W Sądzie Okręgowym w Kielcach trwa proces Adriana B. 19-to latek jest oskarżony o usiłowanie zabójstwa taksówkarza i pobicie innego mężczyzny. W trakcie kolejnej rozprawy obejrzano godzinny film zarejestrowany przez kamery monitoringu Poczty Głównej w Kielcach.

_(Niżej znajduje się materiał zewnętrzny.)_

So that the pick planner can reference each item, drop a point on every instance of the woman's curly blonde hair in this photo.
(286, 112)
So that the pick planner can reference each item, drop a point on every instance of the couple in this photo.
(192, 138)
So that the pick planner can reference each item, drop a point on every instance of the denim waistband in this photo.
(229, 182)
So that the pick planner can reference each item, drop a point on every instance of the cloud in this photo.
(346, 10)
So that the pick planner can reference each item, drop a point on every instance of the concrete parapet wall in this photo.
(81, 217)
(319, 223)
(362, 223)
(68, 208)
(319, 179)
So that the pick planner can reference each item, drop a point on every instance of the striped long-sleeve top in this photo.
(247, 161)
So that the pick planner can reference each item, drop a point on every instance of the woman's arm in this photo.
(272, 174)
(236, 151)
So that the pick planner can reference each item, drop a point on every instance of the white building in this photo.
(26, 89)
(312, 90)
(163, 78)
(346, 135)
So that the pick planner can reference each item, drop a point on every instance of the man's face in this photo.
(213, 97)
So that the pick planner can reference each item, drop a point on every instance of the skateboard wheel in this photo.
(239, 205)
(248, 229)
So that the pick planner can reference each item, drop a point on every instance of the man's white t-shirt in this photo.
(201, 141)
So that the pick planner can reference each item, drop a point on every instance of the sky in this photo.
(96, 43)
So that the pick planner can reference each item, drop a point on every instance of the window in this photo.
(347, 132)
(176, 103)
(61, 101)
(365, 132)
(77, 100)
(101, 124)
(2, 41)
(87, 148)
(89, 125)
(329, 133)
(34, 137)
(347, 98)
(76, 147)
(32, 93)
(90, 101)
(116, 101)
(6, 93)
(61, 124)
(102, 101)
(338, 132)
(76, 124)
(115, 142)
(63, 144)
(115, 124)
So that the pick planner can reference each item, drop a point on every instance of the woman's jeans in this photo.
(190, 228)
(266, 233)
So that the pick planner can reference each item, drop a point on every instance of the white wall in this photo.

Oskarżony rozpoznał na filmie siebie i pokrzywdzonego 32 – letniego mężczyznę. Dziś opowiedział o całym zdarzeniu. Do szarpaniny doszło w nocy 30 lipca ubiegłego roku przed wejściem do budynku Poczty Głównej. Adrian B. zaatakował wtedy 32 – latka. Jak tłumaczył zrobił to, ponieważ pokrzywdzony składał jego dziewczynie różne propozycję. Dzień wcześniej zasiadający na ławie oskarżonych młody człowiek zamówił kurs z centrum Kielc do Białogonu. Ponieważ nie miał pieniędzy, aby zapłacić za jazdę, taksówkarza ugodził trzykrotnie nożem i uciekł.
Przed sądem mówił, że zrobił to z obawy przed pościgiem. Adrian B. był wtedy pijany i pod wpływem narkotyków. Został zatrzymany po opublikowaniu przez media jego zdjęcia z monitoringu z ulicy Piotrkowskiej. Grozi mu nawet dożywocie.